You are correct that a local allocatable variable is automatically deallocated upon subroutine exit. That is a feature, not a bug. A local pointer becomes undefined upon program exit, and any anonymous memory it was associated with using an allocate() can no longer be accessed through that pointer, even if you reenter that subroutine. This could be a memory leak.
type :: heavy_type
real a(11111,22222)
end type
class(*), allocatable :: a1
class(heavy_type), allocatable :: a2
allocate(heavy_type :: a1)
! task: move memory from a1 to a2 without a copy
! problem encountered whenever you want to build
! any kind of generic container without using pointers
And the type of the algorithm is not relevant, since pointer and allocatable cannot change their “flavor” (they cannot be converted between each other, as you mentioned), you either have to stick to one or another in the entire code (unless you want to make another copy).
I do find it weird that this isn’t allowed:
select type (a1)
class is (heavy_type)
call move_alloc(from=a1,to=a2) ! Error: a1 is not allocatable
end select
Looks like a missing case of move allocation semantics.
The opposite direction seems allowed:
class(*), allocatable :: a1
class(heavy_type), allocatable :: a2
allocate(a2)
call move_alloc(from=a2,to=a1) ! Compiles with gfortran, ifx, and flang
From 11.1.3.3 Other attributes of associate names
The associating entity does not have the ALLOCATABLE or POINTER attributes;
And from 11.1.11.1 Purpose and form of the SELECT TYPE construct
The associate name of a SELECT TYPE construct is the associate-name if specified; otherwise it is the name that constitutes the selector.
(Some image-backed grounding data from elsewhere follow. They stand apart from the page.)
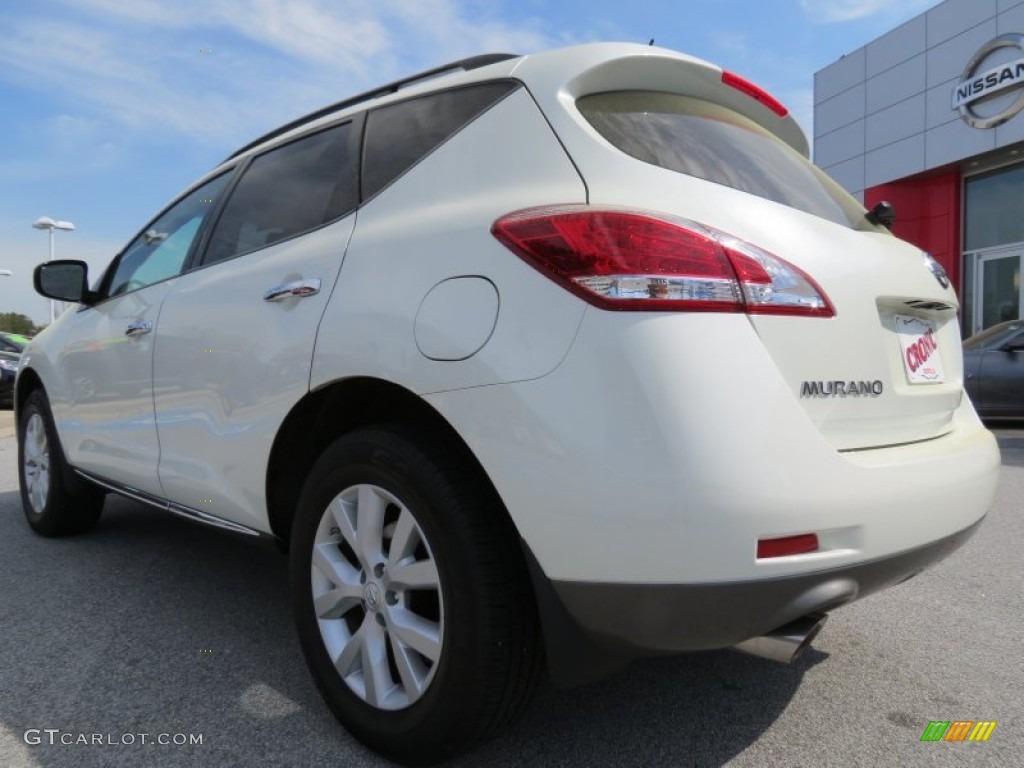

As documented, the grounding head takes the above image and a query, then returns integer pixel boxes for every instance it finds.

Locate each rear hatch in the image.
[511,45,962,451]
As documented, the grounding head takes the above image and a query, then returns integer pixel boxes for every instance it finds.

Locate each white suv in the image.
[17,43,1000,763]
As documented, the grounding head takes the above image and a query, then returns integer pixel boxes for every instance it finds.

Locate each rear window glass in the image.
[362,81,520,200]
[577,91,882,232]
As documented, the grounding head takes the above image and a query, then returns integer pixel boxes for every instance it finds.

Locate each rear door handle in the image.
[125,320,153,337]
[263,278,321,302]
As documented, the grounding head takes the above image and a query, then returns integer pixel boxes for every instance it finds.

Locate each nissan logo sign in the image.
[952,33,1024,129]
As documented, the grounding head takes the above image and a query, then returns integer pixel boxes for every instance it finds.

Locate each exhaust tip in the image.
[733,613,828,664]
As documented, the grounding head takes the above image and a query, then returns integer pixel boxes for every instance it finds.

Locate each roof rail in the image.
[225,53,521,162]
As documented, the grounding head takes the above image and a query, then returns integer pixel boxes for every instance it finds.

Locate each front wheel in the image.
[18,389,105,536]
[290,426,541,764]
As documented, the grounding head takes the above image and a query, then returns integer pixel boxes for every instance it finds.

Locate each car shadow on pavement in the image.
[458,645,824,767]
[1,490,818,768]
[995,436,1024,467]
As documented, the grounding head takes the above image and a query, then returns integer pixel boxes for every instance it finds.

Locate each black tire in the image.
[18,389,105,536]
[290,426,541,765]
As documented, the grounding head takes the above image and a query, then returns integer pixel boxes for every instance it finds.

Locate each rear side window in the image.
[202,121,358,265]
[362,81,520,200]
[578,91,882,232]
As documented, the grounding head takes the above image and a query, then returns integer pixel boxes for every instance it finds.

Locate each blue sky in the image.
[0,0,940,324]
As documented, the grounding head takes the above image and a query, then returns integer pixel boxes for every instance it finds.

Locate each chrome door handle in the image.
[263,278,321,302]
[125,320,153,337]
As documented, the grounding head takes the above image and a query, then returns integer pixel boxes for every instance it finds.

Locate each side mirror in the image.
[1001,339,1024,352]
[866,201,895,229]
[33,260,93,304]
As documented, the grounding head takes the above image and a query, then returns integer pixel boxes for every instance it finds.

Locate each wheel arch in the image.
[266,376,511,546]
[15,366,44,413]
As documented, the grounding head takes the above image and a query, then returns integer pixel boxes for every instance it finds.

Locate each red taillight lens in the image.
[721,70,789,117]
[491,206,834,317]
[757,534,820,559]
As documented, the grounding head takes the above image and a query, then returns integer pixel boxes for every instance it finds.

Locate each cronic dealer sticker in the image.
[896,315,945,384]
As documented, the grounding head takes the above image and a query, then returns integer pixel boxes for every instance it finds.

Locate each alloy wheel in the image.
[23,412,50,514]
[311,483,444,710]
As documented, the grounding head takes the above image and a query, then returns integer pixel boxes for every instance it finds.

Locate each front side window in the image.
[201,121,358,266]
[106,173,231,297]
[577,91,884,232]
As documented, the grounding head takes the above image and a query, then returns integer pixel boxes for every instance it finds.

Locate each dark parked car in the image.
[0,331,28,354]
[964,319,1024,418]
[1,349,21,407]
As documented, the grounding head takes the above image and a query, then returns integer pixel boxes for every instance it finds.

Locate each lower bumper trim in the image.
[550,517,983,655]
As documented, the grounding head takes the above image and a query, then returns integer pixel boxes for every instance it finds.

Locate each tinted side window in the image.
[362,81,520,200]
[203,121,358,265]
[106,173,231,297]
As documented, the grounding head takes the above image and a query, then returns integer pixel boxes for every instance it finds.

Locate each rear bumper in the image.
[523,518,982,686]
[550,516,982,655]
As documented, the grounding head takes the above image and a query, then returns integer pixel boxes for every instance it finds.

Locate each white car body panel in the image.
[153,216,356,530]
[51,281,176,496]
[310,89,587,395]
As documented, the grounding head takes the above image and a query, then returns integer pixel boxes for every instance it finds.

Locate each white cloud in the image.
[0,0,568,155]
[799,0,936,24]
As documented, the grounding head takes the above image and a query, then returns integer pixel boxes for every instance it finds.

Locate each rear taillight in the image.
[491,206,834,317]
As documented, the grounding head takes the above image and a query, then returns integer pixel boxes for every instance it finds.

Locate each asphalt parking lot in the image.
[0,413,1021,767]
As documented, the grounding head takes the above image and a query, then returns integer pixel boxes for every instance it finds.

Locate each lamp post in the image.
[32,216,75,324]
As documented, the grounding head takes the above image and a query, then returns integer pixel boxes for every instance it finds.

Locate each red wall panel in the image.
[865,171,961,292]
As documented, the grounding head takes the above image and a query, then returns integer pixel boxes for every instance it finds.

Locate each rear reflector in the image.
[721,70,789,117]
[757,534,820,559]
[491,206,833,316]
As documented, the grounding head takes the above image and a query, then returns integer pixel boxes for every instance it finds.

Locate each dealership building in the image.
[813,0,1024,336]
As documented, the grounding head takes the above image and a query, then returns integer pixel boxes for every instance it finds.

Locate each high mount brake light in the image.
[491,207,834,317]
[721,71,789,117]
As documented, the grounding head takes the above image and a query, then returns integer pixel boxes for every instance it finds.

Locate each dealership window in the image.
[964,163,1024,251]
[962,162,1024,336]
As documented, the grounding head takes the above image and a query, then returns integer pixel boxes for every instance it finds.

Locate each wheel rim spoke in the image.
[313,482,444,711]
[334,619,366,677]
[387,509,418,566]
[354,485,387,565]
[390,634,428,697]
[388,608,442,662]
[387,559,439,590]
[360,619,394,708]
[311,544,364,622]
[312,542,361,589]
[326,496,359,553]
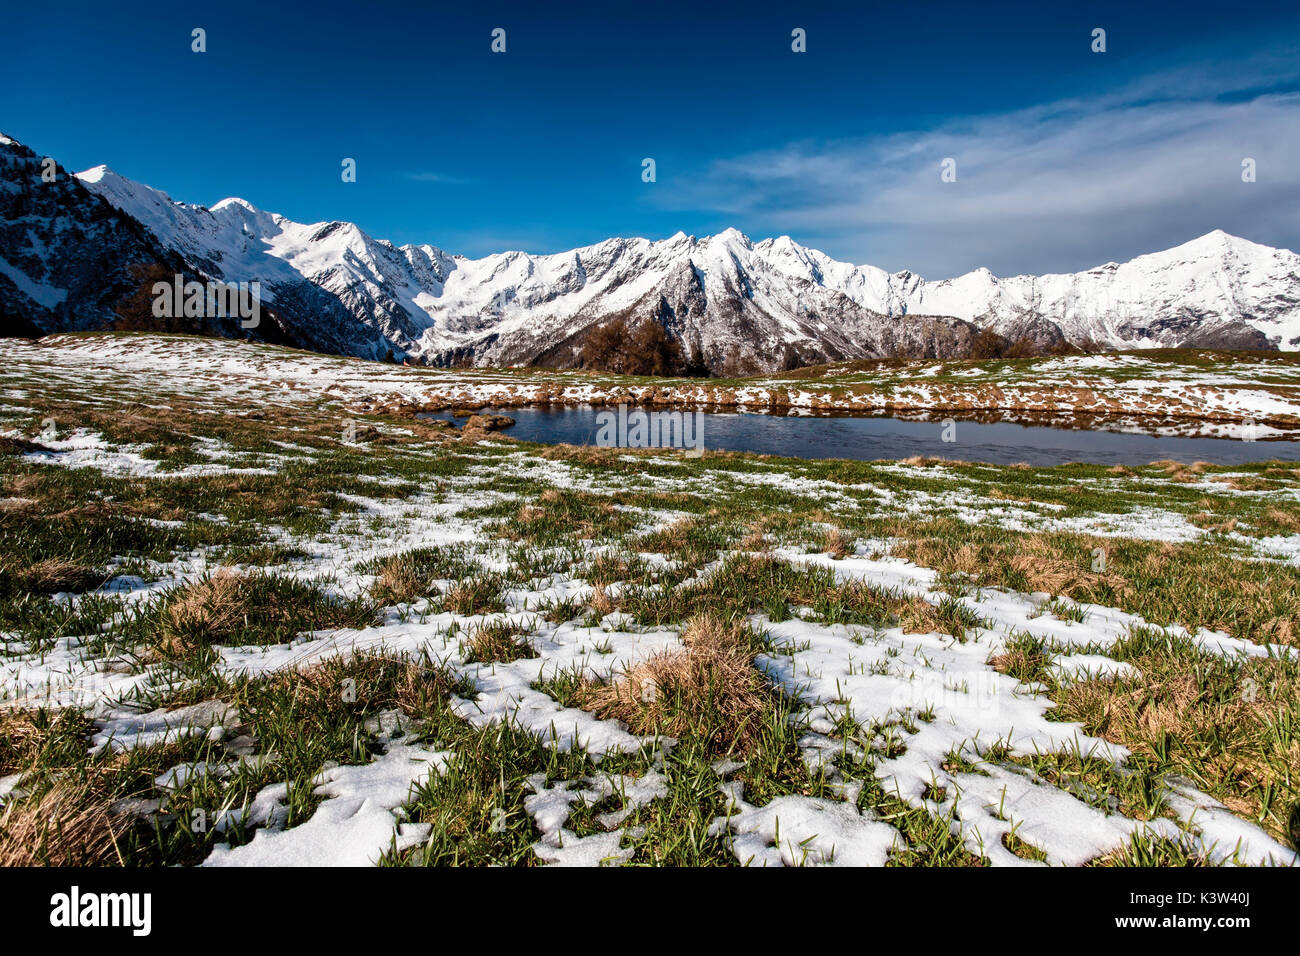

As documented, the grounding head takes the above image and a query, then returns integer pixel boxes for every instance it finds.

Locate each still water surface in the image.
[422,406,1300,466]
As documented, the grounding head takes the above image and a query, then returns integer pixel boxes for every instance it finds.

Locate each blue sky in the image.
[4,0,1299,275]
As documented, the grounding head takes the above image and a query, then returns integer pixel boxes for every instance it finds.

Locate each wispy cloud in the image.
[656,53,1300,277]
[402,170,476,185]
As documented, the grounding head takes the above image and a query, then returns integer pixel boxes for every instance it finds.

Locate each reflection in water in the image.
[421,406,1300,467]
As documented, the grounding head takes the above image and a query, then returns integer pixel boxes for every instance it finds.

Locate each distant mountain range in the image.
[3,133,1298,373]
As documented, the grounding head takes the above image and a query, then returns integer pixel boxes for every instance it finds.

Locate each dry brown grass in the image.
[641,517,696,554]
[368,555,428,606]
[586,584,615,618]
[897,598,944,634]
[159,570,248,655]
[463,622,537,664]
[919,540,984,578]
[459,414,515,440]
[1054,648,1300,843]
[820,527,851,559]
[1007,554,1121,598]
[0,777,123,866]
[1260,616,1296,645]
[1149,459,1210,483]
[2,472,43,499]
[537,443,620,467]
[157,569,363,655]
[2,557,101,595]
[1216,475,1275,491]
[0,708,93,777]
[988,642,1051,683]
[1135,543,1178,580]
[735,512,807,553]
[988,488,1035,504]
[900,531,1127,601]
[442,575,505,615]
[574,614,768,754]
[0,712,44,777]
[0,717,42,780]
[1265,509,1300,533]
[1190,512,1238,534]
[263,653,457,720]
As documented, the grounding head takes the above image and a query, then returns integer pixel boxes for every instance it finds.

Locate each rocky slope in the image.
[0,135,190,338]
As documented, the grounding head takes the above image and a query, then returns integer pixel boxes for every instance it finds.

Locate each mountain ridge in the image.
[3,133,1298,371]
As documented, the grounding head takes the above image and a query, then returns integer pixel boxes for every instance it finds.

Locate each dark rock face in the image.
[1111,308,1274,351]
[996,315,1070,352]
[1177,324,1274,351]
[0,140,188,337]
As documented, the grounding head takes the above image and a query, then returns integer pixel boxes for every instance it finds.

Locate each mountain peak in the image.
[1187,228,1234,249]
[74,163,175,206]
[211,197,259,214]
[707,227,752,251]
[74,164,117,185]
[1144,229,1277,266]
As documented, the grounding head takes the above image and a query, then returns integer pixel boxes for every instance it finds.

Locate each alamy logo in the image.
[595,404,704,456]
[152,275,261,328]
[49,886,151,936]
[889,672,1003,717]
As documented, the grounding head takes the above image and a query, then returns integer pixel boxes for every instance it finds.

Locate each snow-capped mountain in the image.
[73,164,456,360]
[4,133,1299,370]
[862,230,1300,352]
[71,167,988,370]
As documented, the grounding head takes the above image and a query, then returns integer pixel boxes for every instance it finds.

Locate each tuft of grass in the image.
[155,569,374,657]
[1053,628,1300,844]
[901,530,1127,601]
[1093,831,1210,867]
[442,573,507,615]
[0,776,123,866]
[575,614,770,755]
[0,556,103,597]
[481,489,637,547]
[1002,828,1049,862]
[364,545,479,606]
[891,520,1300,648]
[463,621,537,664]
[820,527,852,559]
[0,708,95,777]
[989,632,1051,684]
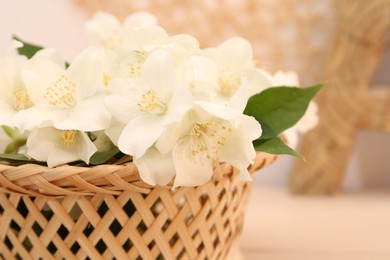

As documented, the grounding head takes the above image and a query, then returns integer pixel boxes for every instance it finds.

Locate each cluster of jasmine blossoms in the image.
[0,12,317,187]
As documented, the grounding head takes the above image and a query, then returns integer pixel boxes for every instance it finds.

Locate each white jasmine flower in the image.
[133,146,176,186]
[14,47,112,132]
[6,40,24,56]
[284,101,319,149]
[0,57,30,126]
[201,37,274,110]
[82,48,117,93]
[155,106,262,187]
[85,11,157,50]
[113,49,149,79]
[273,71,319,149]
[26,127,97,167]
[123,25,169,53]
[0,46,69,127]
[104,118,125,147]
[105,48,193,158]
[33,48,67,68]
[86,12,200,82]
[0,41,35,127]
[0,11,321,189]
[292,101,319,133]
[272,70,299,86]
[178,55,218,102]
[114,27,200,79]
[85,12,124,49]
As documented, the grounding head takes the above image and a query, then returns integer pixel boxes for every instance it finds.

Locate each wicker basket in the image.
[0,152,277,259]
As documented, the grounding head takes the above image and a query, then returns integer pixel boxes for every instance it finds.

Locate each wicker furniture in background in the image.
[290,0,390,194]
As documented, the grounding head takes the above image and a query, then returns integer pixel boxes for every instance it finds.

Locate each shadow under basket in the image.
[0,152,277,260]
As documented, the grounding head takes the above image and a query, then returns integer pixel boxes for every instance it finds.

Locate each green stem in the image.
[1,125,17,139]
[2,126,27,153]
[4,137,26,153]
[5,141,18,154]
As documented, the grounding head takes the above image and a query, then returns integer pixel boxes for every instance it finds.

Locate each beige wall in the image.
[0,0,87,60]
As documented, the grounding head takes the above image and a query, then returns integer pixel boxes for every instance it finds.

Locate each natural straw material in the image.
[290,0,390,194]
[0,152,277,259]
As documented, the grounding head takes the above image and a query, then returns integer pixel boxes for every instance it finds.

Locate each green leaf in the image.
[0,153,29,161]
[13,36,43,59]
[244,84,323,139]
[253,137,304,160]
[89,148,120,165]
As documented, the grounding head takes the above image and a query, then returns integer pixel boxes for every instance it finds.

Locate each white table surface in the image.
[239,187,390,260]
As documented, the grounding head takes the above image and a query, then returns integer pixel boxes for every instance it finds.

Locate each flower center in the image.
[218,70,241,96]
[188,81,196,89]
[190,121,233,160]
[128,51,147,77]
[44,75,77,107]
[137,90,166,114]
[60,130,77,148]
[104,31,123,49]
[13,88,32,110]
[103,72,112,87]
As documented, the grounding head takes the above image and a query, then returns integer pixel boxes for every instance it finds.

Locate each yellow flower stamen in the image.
[60,130,77,148]
[219,70,242,96]
[44,75,77,107]
[103,72,112,87]
[190,121,233,161]
[104,32,123,49]
[137,90,166,114]
[188,81,196,89]
[128,51,147,77]
[13,88,32,110]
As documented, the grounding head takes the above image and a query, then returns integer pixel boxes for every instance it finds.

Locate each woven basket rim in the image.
[0,151,278,197]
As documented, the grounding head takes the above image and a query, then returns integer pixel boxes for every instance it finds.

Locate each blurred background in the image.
[0,0,389,258]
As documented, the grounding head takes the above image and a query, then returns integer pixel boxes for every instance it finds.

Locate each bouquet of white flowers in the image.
[0,12,320,188]
[0,11,322,259]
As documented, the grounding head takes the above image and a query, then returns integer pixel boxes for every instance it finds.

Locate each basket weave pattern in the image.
[0,152,277,259]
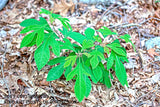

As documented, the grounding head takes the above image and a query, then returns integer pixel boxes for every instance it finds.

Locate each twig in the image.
[135,102,152,107]
[98,0,133,22]
[139,17,160,25]
[48,82,69,101]
[122,97,135,107]
[97,3,115,22]
[108,23,142,29]
[0,44,11,107]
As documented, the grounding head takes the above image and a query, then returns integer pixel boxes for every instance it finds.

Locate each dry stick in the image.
[122,97,135,107]
[139,17,160,25]
[49,82,69,101]
[98,0,133,22]
[97,3,115,22]
[1,44,11,107]
[135,102,152,107]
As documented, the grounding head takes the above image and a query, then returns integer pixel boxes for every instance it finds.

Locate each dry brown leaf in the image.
[147,48,160,58]
[39,78,49,86]
[53,0,75,16]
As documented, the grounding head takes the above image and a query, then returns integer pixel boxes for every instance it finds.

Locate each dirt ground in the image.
[0,0,160,106]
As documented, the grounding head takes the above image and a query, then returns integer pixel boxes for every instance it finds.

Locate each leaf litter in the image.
[0,0,160,106]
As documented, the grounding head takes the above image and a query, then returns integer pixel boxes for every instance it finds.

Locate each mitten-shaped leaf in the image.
[34,43,50,71]
[47,63,64,81]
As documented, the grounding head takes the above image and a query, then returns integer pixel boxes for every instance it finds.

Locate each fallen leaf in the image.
[53,0,75,16]
[147,48,160,58]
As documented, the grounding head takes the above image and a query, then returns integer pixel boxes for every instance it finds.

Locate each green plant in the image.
[20,8,135,102]
[155,0,160,3]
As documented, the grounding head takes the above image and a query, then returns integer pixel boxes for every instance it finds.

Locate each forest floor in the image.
[0,0,160,106]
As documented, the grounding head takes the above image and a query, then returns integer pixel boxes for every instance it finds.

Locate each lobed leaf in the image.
[83,75,91,97]
[84,65,97,83]
[20,18,39,27]
[20,32,36,48]
[47,63,64,81]
[67,32,87,44]
[82,40,95,51]
[36,28,44,47]
[47,57,66,65]
[64,66,72,78]
[92,65,102,82]
[34,42,50,71]
[64,55,77,68]
[74,76,86,102]
[60,38,76,52]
So your comment pointing out the error is correct. Within the body of the SELECT TYPE, a1
does not have the allocatable attribute.
Thanks for checking the fineprint. So it means that move_alloc
is not symmetric when it comes to polymorphic variables: class(*) <-> class(whatever)
. (In other words, once inside an unlimited polymorphic variable, you can never get it out without a copy.)
Exactly. Meaning that whoever designed this feature, never had an idea to try to write a linked list or any data container to test if it even makes any sense.
I think you can do it with pointers, but yeah, this may need to be a feature proposal.